Esposito Alessandra, Wang Lai, Li Tieshi, Miranda Mariana, Spagnoli Anna
Department of Orthopaedic Surgery, Section of Molecular Medicine, Rush University Medical Center, Chicago, IL, USA.
Department of Internal Medicine, Division of Rheumatology, Rush University Medical Center, Chicago, IL, USA.
Bone. 2020 Oct;139:115521. doi: 10.1016/j.bone.2020.115521. Epub 2020 Jul 3.

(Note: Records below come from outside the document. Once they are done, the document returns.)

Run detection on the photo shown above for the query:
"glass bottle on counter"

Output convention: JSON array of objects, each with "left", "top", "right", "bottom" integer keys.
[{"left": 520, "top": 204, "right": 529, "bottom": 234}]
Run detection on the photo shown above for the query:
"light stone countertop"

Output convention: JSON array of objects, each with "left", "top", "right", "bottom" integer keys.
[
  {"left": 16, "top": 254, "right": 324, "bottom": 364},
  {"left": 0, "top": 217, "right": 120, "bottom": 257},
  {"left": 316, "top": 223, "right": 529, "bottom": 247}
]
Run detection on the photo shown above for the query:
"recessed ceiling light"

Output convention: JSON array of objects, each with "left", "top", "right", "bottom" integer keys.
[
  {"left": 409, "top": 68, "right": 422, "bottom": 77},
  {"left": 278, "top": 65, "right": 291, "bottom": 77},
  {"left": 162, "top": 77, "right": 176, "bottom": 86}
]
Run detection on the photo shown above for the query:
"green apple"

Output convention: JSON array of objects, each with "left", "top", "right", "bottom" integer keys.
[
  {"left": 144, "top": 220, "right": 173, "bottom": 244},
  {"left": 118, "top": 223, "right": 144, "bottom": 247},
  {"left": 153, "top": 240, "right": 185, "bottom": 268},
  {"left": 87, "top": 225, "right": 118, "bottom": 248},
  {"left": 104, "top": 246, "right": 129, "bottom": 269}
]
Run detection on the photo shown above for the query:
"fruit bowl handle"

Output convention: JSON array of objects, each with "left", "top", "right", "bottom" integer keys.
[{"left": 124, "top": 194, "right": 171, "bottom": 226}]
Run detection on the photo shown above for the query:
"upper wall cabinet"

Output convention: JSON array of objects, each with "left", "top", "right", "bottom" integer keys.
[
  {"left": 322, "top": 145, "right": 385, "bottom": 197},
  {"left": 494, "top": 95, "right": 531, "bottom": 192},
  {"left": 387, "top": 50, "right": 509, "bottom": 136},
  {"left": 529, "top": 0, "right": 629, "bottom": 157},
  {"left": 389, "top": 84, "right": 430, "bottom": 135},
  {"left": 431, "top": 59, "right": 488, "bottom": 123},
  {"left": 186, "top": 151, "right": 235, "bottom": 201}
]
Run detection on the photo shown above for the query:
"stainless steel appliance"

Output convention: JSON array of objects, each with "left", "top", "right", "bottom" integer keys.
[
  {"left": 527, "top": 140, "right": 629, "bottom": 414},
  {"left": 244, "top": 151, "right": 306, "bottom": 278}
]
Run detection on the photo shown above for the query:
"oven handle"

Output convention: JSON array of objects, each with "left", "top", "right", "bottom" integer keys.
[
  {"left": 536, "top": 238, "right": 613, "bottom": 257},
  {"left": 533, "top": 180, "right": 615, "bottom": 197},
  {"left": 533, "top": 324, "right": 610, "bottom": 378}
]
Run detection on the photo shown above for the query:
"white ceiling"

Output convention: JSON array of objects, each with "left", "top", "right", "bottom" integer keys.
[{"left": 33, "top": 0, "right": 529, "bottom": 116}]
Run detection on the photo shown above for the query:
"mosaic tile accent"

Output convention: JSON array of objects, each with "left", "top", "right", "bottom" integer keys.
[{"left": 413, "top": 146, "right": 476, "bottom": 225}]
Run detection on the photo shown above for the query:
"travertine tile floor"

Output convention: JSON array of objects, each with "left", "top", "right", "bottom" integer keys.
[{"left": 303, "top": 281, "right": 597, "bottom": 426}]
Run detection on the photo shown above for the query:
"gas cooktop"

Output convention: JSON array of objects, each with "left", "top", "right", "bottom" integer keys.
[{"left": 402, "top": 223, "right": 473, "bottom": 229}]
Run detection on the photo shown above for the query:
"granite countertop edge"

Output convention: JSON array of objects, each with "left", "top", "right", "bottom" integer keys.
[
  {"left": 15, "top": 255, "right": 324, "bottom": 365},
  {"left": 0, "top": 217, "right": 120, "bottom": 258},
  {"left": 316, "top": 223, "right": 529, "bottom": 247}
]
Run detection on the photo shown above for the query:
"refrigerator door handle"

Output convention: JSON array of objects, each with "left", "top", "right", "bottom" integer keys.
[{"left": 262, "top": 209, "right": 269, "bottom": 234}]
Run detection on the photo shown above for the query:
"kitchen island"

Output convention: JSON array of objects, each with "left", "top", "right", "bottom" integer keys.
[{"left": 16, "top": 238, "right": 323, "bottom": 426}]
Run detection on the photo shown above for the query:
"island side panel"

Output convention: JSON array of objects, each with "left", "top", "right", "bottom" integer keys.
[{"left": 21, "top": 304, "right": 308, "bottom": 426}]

The healing capacity of bones after fracture implies the existence of adult regenerative cells. However, information on identification and functional role of fracture-induced progenitors is still lacking. Paired-related homeobox 1 (Prx1) is expressed during skeletogenesis. We hypothesize that fracture recapitulates Prx1's expression, and Prx1 expressing cells are critical to induce repair. To address our hypothesis, we used a combination of in vivo and in vitro approaches, short and long-term cell tracking analyses of progenies and actively expressing cells, cell ablation studies, and rodent animal models for normal and defective fracture healing. We found that fracture elicits a periosteal and endosteal response of perivascular Prx1+ cells that participate in fracture healing and showed that Prx1-expressing cells have a functional role in the repair process. While Prx1-derived cells contribute to the callus, Prx1's expression decreases concurrently with differentiation into cartilaginous and bone cells, similarly to when Prx1+ cells are cultured in differentiating conditions. We determined that bone morphogenic protein 2 (BMP2), through C-X-C motif-ligand-12 (CXCL12) signaling, modulates the downregulation of Prx1. We demonstrated that fracture elicits an early increase in BMP2 expression, followed by a decrease in CXCL12 that in turn down-regulates Prx1, allowing cells to commit to osteochondrogenesis. In vivo and in vitro treatment with CXCR4 antagonist AMD3100 restored Prx1 expression by modulating the BMP2-CXCL12 axis. Our studies represent a shift in the current research that has primarily focused on the identification of markers for postnatal skeletal progenitors, and instead we characterized the function of a specific population (Prx1+ cells) and their expression marker (Prx1) as a crossroad in fracture repair. The identification of fracture-induced perivascular Prx1+ cells and regulation of Prx1's expression by BMP2 and in turn by CXCL12 in the orchestration of fracture repair, highlights a pathway in which to investigate defective mechanisms and therapeutic targets for fracture non-union.
骨折后骨骼的愈合能力意味着成体再生细胞的存在。然而,关于骨折诱导祖细胞的鉴定及其功能作用的信息仍然缺乏。成对相关同源盒1(Prx1)在骨骼发生过程中表达。我们假设骨折会重现Prx1的表达,并且表达Prx1的细胞对诱导修复至关重要。为了验证我们的假设,我们结合了体内和体外方法、对后代和活跃表达细胞的短期和长期细胞追踪分析、细胞消融研究以及用于正常和缺陷性骨折愈合的啮齿动物模型。我们发现骨折会引发血管周围Prx1+细胞的骨膜和骨内膜反应,这些细胞参与骨折愈合,并表明表达Prx1的细胞在修复过程中具有功能作用。虽然源自Prx1的细胞有助于形成骨痂,但Prx1的表达会随着分化为软骨细胞和骨细胞而同时降低,这与在分化条件下培养Prx1+细胞时的情况类似。我们确定骨形态发生蛋白2(BMP2)通过C-X-C基序配体12(CXCL12)信号通路调节Prx1的下调。我们证明骨折会引发BMP2表达的早期增加,随后CXCL12减少,进而下调Prx1,使细胞能够进行骨软骨生成。用CXCR4拮抗剂AMD3100进行体内和体外治疗可通过调节BMP2-CXCL12轴恢复Prx1表达。我们的研究代表了当前研究的一个转变,目前的研究主要集中在鉴定出生后骨骼祖细胞的标志物,而我们则将特定群体(Prx1+细胞)及其表达标志物(Prx1)的功能表征为骨折修复的一个交叉点。骨折诱导的血管周围Prx1+细胞的鉴定以及BMP2进而通过CXCL12对Prx1表达的调节在骨折修复的协调中,突出了一条研究骨折不愈合缺陷机制和治疗靶点的途径。